Based on the study results, Timaeus said that dabigatran may be an option for patients who are progressing, although there are several considerations. The study used a complex dosing strategy that was never clearly defined, so questions remain about the correct dosing, and there was an underrepresentation of children less than 2 years of age, those with central-line thrombosis and patients with cancer. Finally, because the granules and oral suspension are not yet available, capsules may be difficult to administer to younger children.
Next, Timaeus turned to a discussion of rivaroxaban, an adult-dose factor Xa inhibitor and FDA-approved indications. Phase 1 of the Einstein-Jr program evaluated a single dose of rivaroxaban using a dosing model that approximated adult exposure at 10 mg and 20 mg in patients aged 6 months to 18 years who had completed treatment for VTE. The results showed that the model accurately predicted dosing in most patients, although patients less than 2 years of age had lower than predicted exposure.
The phase 2 study evaluated rivaroxaban in 3 patient groups simultaneously: patients less than 6 months, patients between 6 months and 5 years, and patients between 6 and 17 years. Participants received a body weight adjusted dose of 20 mg rivaroxaban daily for 30 days. According to the study findings, patients weighing less than 12 kg required three times daily dosing and no major bleeding was reported.
Finally, the Phase 3 program compared the efficacy and safety of pediatric dose regimens for rivaroxaban with standard anticoagulants in children with acute VTE. Of the 335 children who received rivaroxaban, only 4 (1%) had symptomatic recurrent VTE, compared to 3% in the standard therapy arm. Similarly, 3% of the children in the rivaroxaban arm experienced bleeding, all of which were non-serious, compared to 2% of the children in the standard group, with 2 serious and 1 non-serious event.

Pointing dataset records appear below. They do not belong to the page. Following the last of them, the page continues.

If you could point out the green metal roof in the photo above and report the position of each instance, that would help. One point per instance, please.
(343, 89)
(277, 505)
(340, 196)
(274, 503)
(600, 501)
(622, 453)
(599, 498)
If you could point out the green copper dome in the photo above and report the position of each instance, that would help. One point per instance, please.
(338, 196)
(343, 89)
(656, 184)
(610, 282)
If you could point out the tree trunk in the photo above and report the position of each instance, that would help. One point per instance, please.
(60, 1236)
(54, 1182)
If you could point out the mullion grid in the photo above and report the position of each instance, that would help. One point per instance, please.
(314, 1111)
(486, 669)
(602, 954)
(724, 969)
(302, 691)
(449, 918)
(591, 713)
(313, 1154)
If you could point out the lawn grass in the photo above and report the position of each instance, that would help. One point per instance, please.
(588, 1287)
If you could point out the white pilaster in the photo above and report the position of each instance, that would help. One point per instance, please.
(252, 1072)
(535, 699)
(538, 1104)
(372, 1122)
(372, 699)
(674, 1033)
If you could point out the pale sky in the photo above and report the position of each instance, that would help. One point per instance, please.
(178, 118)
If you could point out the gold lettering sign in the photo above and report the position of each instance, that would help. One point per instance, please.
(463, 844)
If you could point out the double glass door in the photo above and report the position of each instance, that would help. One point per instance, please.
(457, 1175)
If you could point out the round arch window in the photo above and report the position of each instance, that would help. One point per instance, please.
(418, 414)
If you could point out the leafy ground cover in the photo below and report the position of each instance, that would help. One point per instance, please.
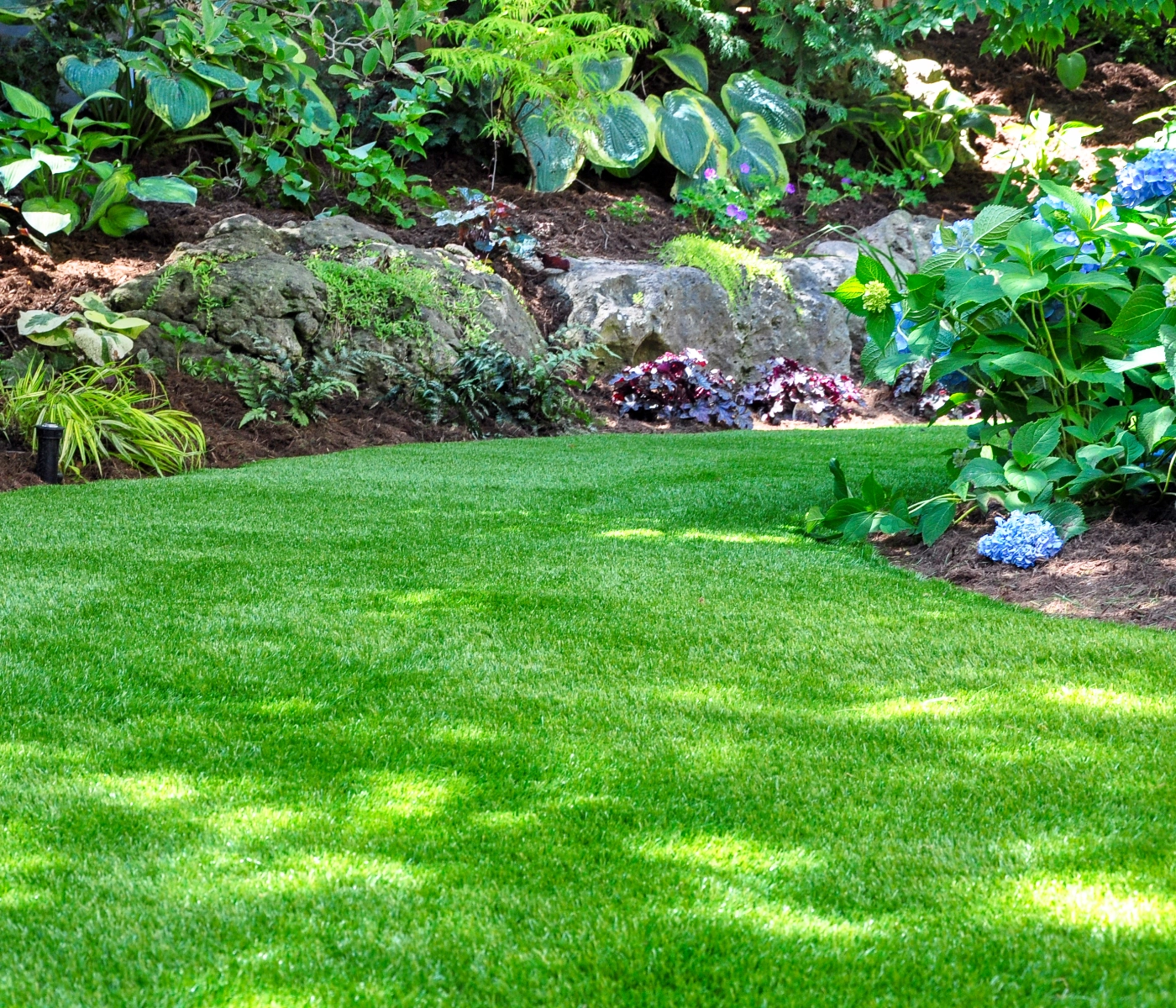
(559, 722)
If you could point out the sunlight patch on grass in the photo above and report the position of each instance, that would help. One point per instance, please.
(1100, 904)
(1096, 698)
(144, 790)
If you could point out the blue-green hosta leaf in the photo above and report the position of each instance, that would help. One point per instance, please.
(605, 76)
(24, 103)
(758, 150)
(123, 219)
(164, 190)
(223, 76)
(556, 155)
(754, 92)
(720, 125)
(685, 137)
(180, 102)
(688, 64)
(50, 215)
(623, 134)
(87, 78)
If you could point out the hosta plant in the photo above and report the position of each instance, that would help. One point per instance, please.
(680, 387)
(96, 333)
(60, 185)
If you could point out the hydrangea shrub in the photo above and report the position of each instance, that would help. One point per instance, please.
(1021, 540)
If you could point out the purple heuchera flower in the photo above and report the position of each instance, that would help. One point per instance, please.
(785, 384)
(680, 386)
(1021, 540)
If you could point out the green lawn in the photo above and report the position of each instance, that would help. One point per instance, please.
(578, 722)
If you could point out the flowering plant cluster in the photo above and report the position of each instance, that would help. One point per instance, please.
(1150, 179)
(785, 385)
(680, 387)
(1021, 540)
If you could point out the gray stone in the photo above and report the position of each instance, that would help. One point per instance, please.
(260, 299)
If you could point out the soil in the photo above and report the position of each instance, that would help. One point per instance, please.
(1121, 570)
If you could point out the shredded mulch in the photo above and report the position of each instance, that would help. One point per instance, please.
(1120, 570)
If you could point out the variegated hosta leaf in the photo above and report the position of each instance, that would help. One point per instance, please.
(688, 62)
(556, 156)
(180, 102)
(685, 137)
(759, 153)
(605, 76)
(623, 133)
(102, 346)
(754, 92)
(38, 323)
(86, 78)
(50, 215)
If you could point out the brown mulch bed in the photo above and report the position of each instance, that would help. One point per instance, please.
(1120, 570)
(1113, 96)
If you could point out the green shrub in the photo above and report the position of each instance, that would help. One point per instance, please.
(105, 415)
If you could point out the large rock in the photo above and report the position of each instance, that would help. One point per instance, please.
(643, 309)
(247, 290)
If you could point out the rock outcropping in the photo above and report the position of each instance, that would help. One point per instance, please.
(643, 309)
(246, 288)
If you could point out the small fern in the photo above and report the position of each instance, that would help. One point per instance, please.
(732, 267)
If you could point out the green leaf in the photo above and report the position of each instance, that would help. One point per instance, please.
(993, 223)
(1025, 364)
(50, 215)
(758, 149)
(1037, 440)
(86, 78)
(123, 219)
(221, 76)
(685, 137)
(688, 64)
(164, 190)
(605, 76)
(1067, 517)
(768, 99)
(1141, 317)
(111, 191)
(24, 103)
(935, 519)
(180, 102)
(1152, 427)
(623, 134)
(556, 156)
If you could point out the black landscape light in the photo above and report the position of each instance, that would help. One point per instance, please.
(49, 450)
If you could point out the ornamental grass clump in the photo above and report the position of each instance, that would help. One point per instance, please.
(680, 387)
(785, 385)
(1021, 540)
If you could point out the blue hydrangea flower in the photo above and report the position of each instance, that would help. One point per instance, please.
(1147, 179)
(1021, 540)
(963, 243)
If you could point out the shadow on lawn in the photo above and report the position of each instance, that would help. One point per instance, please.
(985, 849)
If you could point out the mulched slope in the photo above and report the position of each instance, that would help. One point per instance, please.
(1122, 570)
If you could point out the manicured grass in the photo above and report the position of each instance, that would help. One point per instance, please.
(560, 722)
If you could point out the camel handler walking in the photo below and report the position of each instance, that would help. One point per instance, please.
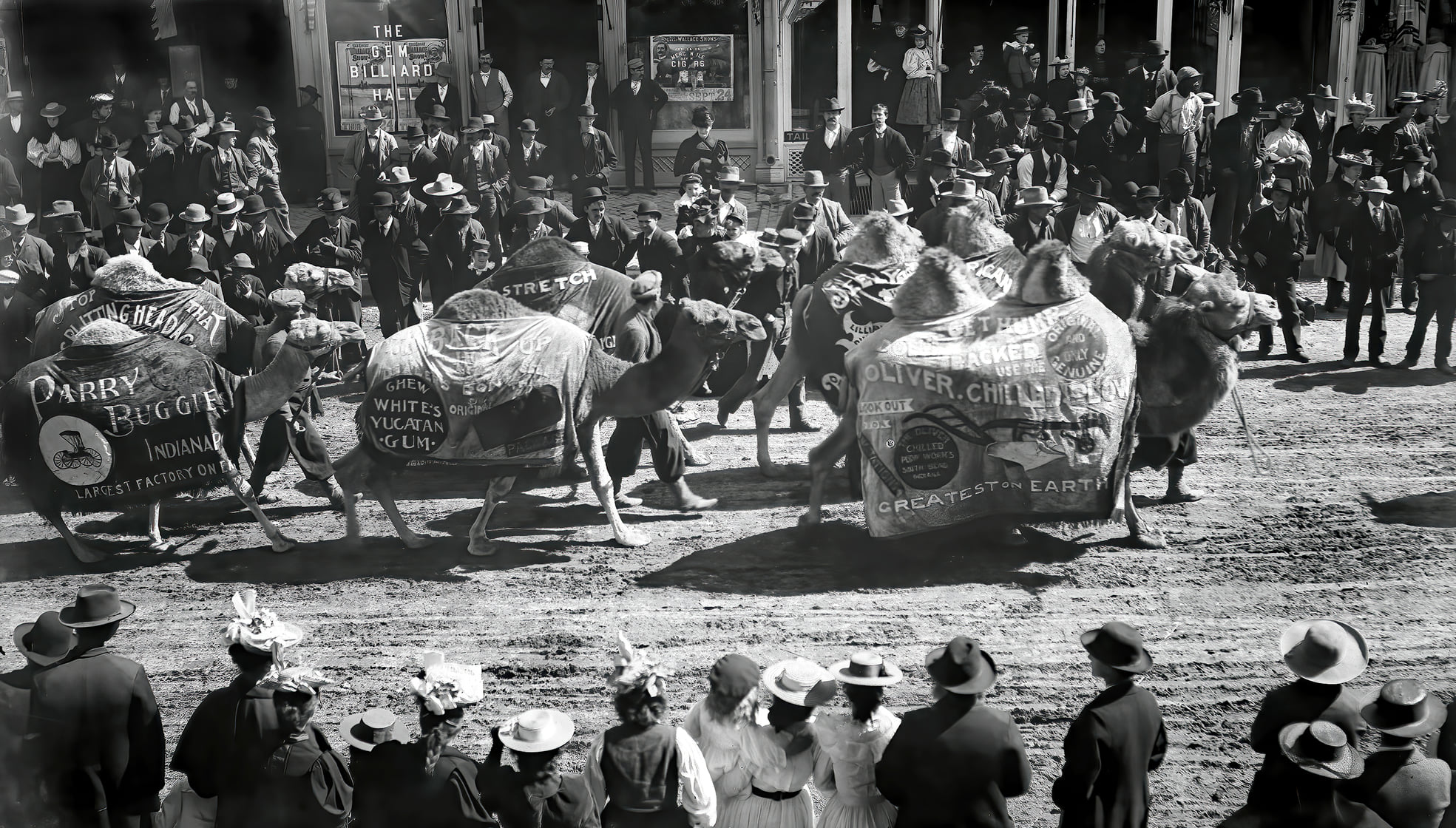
(290, 430)
(638, 342)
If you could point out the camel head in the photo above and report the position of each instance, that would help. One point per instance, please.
(941, 285)
(1049, 276)
(972, 231)
(133, 274)
(715, 326)
(1222, 308)
(884, 245)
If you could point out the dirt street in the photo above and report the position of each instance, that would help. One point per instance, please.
(1353, 520)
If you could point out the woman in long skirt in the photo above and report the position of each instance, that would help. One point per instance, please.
(782, 753)
(921, 101)
(850, 744)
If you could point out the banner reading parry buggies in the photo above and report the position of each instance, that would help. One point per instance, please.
(500, 392)
(114, 425)
(1005, 411)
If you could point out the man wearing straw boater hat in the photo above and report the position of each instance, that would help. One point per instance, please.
(1117, 738)
(98, 736)
(228, 736)
(957, 756)
(1400, 781)
(1324, 655)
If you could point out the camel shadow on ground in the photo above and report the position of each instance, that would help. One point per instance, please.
(1435, 509)
(838, 556)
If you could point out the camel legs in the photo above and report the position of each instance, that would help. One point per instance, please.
(602, 482)
(481, 545)
(84, 552)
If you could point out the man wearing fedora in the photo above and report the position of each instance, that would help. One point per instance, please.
(441, 91)
(529, 159)
(1235, 156)
(104, 175)
(1116, 741)
(490, 89)
(101, 751)
(957, 761)
(263, 155)
(587, 157)
(832, 150)
(638, 101)
(76, 264)
(1400, 781)
(827, 214)
(1088, 219)
(1415, 191)
(368, 155)
(606, 236)
(386, 243)
(1370, 240)
(1324, 655)
(1175, 118)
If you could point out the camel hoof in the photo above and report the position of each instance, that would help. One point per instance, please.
(632, 539)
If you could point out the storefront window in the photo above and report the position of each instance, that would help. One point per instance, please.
(816, 64)
(698, 51)
(383, 54)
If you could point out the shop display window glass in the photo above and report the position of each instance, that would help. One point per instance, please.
(706, 66)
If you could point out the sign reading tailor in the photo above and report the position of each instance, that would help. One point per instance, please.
(1009, 410)
(500, 393)
(694, 67)
(124, 424)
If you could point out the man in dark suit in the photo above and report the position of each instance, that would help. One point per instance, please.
(1316, 124)
(884, 156)
(529, 159)
(1116, 741)
(957, 761)
(1274, 240)
(545, 98)
(444, 92)
(606, 236)
(386, 243)
(832, 150)
(637, 101)
(1370, 242)
(490, 91)
(101, 753)
(1415, 191)
(656, 249)
(75, 267)
(587, 157)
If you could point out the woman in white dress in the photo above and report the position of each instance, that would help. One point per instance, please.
(718, 721)
(781, 753)
(852, 741)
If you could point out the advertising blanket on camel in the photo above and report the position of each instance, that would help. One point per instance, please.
(500, 392)
(1009, 410)
(115, 425)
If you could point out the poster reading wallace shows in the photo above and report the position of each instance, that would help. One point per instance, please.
(1012, 410)
(387, 75)
(694, 67)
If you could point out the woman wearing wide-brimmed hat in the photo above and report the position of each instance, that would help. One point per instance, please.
(428, 783)
(852, 741)
(781, 751)
(1324, 655)
(225, 742)
(635, 767)
(536, 793)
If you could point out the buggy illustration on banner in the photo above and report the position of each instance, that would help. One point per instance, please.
(694, 67)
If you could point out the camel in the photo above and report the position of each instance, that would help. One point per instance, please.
(612, 389)
(260, 395)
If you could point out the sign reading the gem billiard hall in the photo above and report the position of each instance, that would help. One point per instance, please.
(694, 67)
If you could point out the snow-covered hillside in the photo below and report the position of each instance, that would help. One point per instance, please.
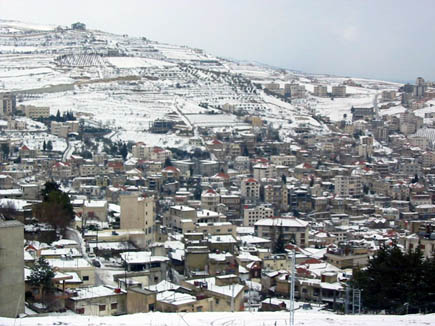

Based on the phase 3 findings, the researchers concluded that in pediatric patients with VTE, rivaroxaban showed a similarly low recurrence rate with no increased risk of bleeding compared to standard anticoagulation. However, like dabigatran, rivaroxaban and the Einstein Jr program have several limitations.
Only 25% of the subjects had catheter-related thrombosis and only 10% were between birth and 23 months of age. In addition, the drink is not yet commercially available, making administration a potential challenge.
Timaeus S. Prevention of Pokes and Prods in Children with Blood Clots: Use of Direct Oral Anticoagulants in Pediatric Patients. Presented at: Hematology / Oncology Pharmacy Association 2021 Virtual Conference; April 14, 2021. Access until April 15, 2021.